这位男子身上已经没有了那让人不禁俯首的帝王之气,也没有了气吞上下天地九万里的壮阔气概,就只是一位静静观赏朝阳的中年男子,似在思索着自己独特的人生还有未来。
寒续慢慢飘到了他的身侧,然后中断了卡片的控制,一屁股跌坐下来。
这位穿着帝皇的正脸很苍白,虚真交错,这白光还有朝阳红芒的笼罩当中,如同一幕投影,然而寒续能够感受到他的真实。
寒续也能够感受到,他的身份。
若虚若幻的男人眯着双眼,望着朝阳,虚白色的脸如同堵上了一层油蜡,他声音还是和当初一样,威严和厚重,一如他每日扶掌而骑的金銮龙椅:
“就这么结束了,像梦一样。”
“朕的江山,还在。”
寒续嘴角沁出来一缕鲜血,他艰难地抬起勉强还能称之为完好的左手擦拭去鲜血,轻轻点了点脑袋。
是的,像梦一样。
是的,江山还在。
“这些年,人类经历的事情,太多了,恍惚间,好像过去了几千年一样。”神玄帝轻轻笑了笑,“盘古说朕不可能胜过他。人类不可能胜过他,终究还是它输了。”

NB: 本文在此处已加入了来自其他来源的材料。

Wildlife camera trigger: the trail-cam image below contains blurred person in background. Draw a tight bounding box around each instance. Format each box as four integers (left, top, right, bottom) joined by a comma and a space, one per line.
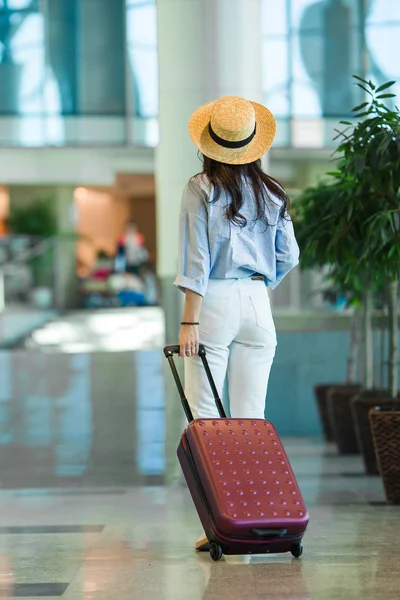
115, 221, 149, 275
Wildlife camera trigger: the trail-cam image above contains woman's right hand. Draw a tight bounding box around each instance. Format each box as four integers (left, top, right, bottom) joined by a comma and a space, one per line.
179, 325, 199, 358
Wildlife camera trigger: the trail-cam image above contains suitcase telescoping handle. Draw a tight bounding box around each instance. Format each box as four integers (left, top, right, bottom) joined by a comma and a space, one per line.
164, 344, 226, 423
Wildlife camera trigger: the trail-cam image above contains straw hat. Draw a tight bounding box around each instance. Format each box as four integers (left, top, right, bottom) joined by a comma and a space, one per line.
189, 96, 276, 165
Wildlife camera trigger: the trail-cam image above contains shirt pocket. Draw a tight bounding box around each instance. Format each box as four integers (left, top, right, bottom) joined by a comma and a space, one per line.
199, 295, 230, 335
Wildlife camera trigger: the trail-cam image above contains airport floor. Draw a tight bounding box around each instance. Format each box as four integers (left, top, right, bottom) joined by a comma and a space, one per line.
0, 439, 400, 600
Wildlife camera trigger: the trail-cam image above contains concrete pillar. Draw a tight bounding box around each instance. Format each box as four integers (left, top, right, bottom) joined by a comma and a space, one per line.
156, 0, 262, 480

寒续也凝望着朝阳,白光之下,它好像是一颗锅中正在轻煎的蛋黄,寒续的肚子这才有了深深的饥饿感。
“我想吃饭。”寒续天真且傻气的说道。
神玄帝笑了笑,道:“我也想。”
“我想吃蛋炒饭。”
神玄帝点头,道:“我也想。”
寒续怔怔出神,缓声道:“没有什么必然不必然,这场种族之战,谁赢,谁才有吃饭的权利。”
神玄帝摇头道:“怪兽可不会做饭。”
两人同时笑了起来。
两位仇家,两位在前几年里以各种形式争斗和对抗的仇家,两位身份悬殊得一天一地的人类代表,此刻就这么并肩而坐,仿佛是两位认识了好多年的朋友,此刻相约一起,看朝阳升起,看明天到来。